İlk yarının son 2 haftasında oynanan Trabzonspor ve Kayseri
Erciyes maçlarının ardından biraz umutlanmıştım açıkçası. Hatta kendi kendime ‘’Yaav
adama çok mu haksızlık ettim acaba?’’ diye düşünmüştüm Mancini’yle ilgili
olarak. Ama bu akşam bir kez daha anladım ki, ilk devre boyunca kendisi
hakkında yaptığım bitmek tükenmek bilmeyen eleştirilerimde yerden göğe kadar
haklıymışım. İddia ediyorum, değil Galatasaray Türkiye’ye bugüne kadar gelmiş
en kötü 3-5 teknik direktörden biri Roberto Mancini. Ondan olsa olsa takım
elbise katalog mankeni olur başka da bir halt olmaz! Dolayısıyla da bu Emporio
Armani beyefendisiyle 20 senede çalışsak biz, bir arpa boyu mesafe kat
edemeyiz!
Dervişin bile fikri
olmasa da zikri olurmuş. Ancak gelir görün ki, bu adamın fikri de yok zikri de…
Bir teknik direktör
düşünün ki, elinde 3 tane adam akıllı stoper olmayan takımı ısrarla 3-5-2
oynatmak istesin... Bir teknik direktör düşünün ki, elinde doğru düzgün sol
açık olmayan takımı ısrarla 3-5-2 oynatmak istesin... Bir teknik direktör
düşünün ki, ön libero Melo’dan, ön libero
Ceyhun’dan ve de sol bek Hakan Balta’dan stoper yaratmaya kalksın... Bir
teknik direktör düşünün ki, her maça ayrı bir kadroyla, her maça ayrı bir
sistemle çıksın... Bu nedir yaa? Kafa mı buluyorsun arkadaş sen bizimle??
Adam göreve geleli 4
ay oldu, hala ne taktik belirleyebildi, ne sistem, ne de ideal 11… Yazık günah!
Cidden yazık günah!
Madem Mancini’nin
kafasında 3-5-2 var, hadi Chelsea’ya karşı da bugünküne benzer bir yapıyla
çıksın oynasın da görelim bakalım… İnsanın en başta kendisinin inanmadığı bir
şeyi doğru diye insanlara empoze etmeye çalışması neyin nesi anlamak gerçekten
mümkün değil!
Sen kalk, son 3
sezonda orta sahamızın neredeyse %50’sini tek başına oluşturmuş olan Melo’yu,
Selçuk İnanla mükemmel bir uyum yakalamış olan Melo’yu, o bölgeden alıp stopere
monte etmenin yollarını ara... Pes arkadaş! Vallahi de pes, billahi de pes!
Sanki elimizde Yaya Toure, Matuidi falan var da Melo’yu tereddütsüz bir şekilde
oradan alabiliyoruz!
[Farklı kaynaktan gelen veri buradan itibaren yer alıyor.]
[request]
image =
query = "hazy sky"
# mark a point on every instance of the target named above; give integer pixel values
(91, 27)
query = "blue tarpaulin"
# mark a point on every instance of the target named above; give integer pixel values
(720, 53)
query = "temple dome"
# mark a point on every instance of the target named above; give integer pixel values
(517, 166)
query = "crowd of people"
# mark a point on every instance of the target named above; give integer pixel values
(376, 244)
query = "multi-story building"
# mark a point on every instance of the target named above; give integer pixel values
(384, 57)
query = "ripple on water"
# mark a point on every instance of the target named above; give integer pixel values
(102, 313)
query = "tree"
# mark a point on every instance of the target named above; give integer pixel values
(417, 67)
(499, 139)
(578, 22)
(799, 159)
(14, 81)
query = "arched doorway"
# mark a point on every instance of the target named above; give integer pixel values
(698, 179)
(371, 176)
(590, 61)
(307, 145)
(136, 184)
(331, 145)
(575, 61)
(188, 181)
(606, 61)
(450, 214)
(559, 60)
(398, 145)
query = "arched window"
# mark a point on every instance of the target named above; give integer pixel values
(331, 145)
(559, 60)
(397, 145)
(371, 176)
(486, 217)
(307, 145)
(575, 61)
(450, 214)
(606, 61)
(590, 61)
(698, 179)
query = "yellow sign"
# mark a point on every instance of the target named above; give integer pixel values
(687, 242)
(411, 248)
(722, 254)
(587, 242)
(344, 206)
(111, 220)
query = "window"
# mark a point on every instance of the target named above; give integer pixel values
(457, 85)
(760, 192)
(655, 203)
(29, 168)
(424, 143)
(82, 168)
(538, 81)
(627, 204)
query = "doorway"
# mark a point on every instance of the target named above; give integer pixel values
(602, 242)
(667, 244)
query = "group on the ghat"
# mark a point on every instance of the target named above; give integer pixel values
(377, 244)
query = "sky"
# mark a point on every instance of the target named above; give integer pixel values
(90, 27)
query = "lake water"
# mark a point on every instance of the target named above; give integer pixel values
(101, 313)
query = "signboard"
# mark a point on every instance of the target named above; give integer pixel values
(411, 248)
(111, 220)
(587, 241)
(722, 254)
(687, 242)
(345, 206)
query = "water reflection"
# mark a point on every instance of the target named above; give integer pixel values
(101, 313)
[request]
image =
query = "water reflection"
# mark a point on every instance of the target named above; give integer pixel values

Bir kere Selçuk-Melo ikilisini durduk yere bozmaya kalkmak
takıma yapılan bir ihanettir!
Mancini 2.devrede
Melo’yu stoper oynatsın, Melo 17 haftayı en az 3 kırmızı kartla bitirmezse şayet
ben bir daha yazı falan yazmayacağım! Bu kada kesin konuşuyorum! Akıl var mantık var, kart görme potansiyeli bu
kadar yüksek olan, böylesine agresif oynayan bir oyuncu son adam olarak
oynatılır mı hiç yaaa???
Kafama takılan bir diğer unsur da şu; arkadaş sen
madem ille de 3-5-2 oynayacağım ben diyosun, o zaman neden ısrarla sağ bek, sol bek
aldırıyorsun yönetime? Git 2 tane doğru düzgün stoper aldır, sen de rahatla, biz
de rahatlayalım… Orta 5’linin sağı için Salih’i, solu için de Telles’i
düşünüyorsan zaten seni hala teknik direktör diye orda tutanlara da yazıklar
olsun!
Drogba
için de birkaç şey söylemek istiyorum: Haftalardır takıma katkısı 0, zararı ise
onlarca. Evet, Drogba şu an Galatasaray Takımı’na ciddi anlamda zarar veriyor.
Bunca zamandır gerek kariyerinin, gerekse de kendisine olan sevgimin hatrına
sabrediyordum. Ancak bu akşamki performansı bardağı taşıran son damla oldu.
Umut Bulut bile o kısıtlı yetenekleriyle, oynadığı maçlarda Drogba’da daha
fazla çırpınıyor takımına bir şeyler verebilmek için. Dolayısıyla da Drogba bu
vurdumduymaz tavırları ve sadece ‘’kendine’’odaklı futbol tarzıyla Galatasaray’da
oynayamaz, oynamamalıdır da. Sanırım kendisi kafasında bitirmiş Galatasaray’ı.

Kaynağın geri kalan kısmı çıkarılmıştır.